Call the Mamata a control freak or insecure or both, she decides for all ministries, addresses the press on all issues (often several times a day) and even picks the furniture for the Writers Building (secretariat) corridors. A debilitating trust deficit does not allow her to promote a second rung leadership in TMC or even assign a government spokesperson. She may have been toasted for single-handedly winning 227 seats, but an all-Mamata ruling party and an only-CM government cannot deliver, even if didi frequently clocks 18-hour workdays.
Soviets Vs Bengal
When Soviet communist states crumbled, the party was razed to the ground, making regeneration possible. In a democracy, the defeated survives. The Left now argues that its average vote share has been 49 per cent and it ruled all these years due to divisions in opposition vote.
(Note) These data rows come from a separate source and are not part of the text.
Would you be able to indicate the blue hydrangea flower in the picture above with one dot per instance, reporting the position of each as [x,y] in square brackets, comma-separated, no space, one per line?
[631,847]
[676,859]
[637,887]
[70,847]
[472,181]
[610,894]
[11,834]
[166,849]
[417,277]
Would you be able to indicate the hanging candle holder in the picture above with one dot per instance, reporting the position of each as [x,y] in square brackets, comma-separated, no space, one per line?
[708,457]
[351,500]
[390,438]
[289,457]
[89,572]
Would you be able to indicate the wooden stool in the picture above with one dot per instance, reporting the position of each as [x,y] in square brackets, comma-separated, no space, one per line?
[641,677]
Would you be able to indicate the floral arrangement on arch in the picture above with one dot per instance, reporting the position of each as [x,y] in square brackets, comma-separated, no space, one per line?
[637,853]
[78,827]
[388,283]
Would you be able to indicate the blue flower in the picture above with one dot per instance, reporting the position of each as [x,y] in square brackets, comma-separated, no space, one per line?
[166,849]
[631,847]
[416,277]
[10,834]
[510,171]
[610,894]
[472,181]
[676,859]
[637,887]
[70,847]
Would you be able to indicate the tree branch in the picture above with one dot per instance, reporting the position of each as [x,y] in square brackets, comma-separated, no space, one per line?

Had Prakash Karat not insisted on withdrawing support on the nuclear deal, paving way for the TMC-Congress alliance, they claim, the Left could still be in power.
Clearly, the red brigade is in no mood for any introspection or change within. They will be back in their elements if voted back any time soon. So Bengal’s hope for a turnaround rests solely on Mamata’s ability to deliver. For that she must first fight her own demons.
To change Bengal, Mamata must change herself.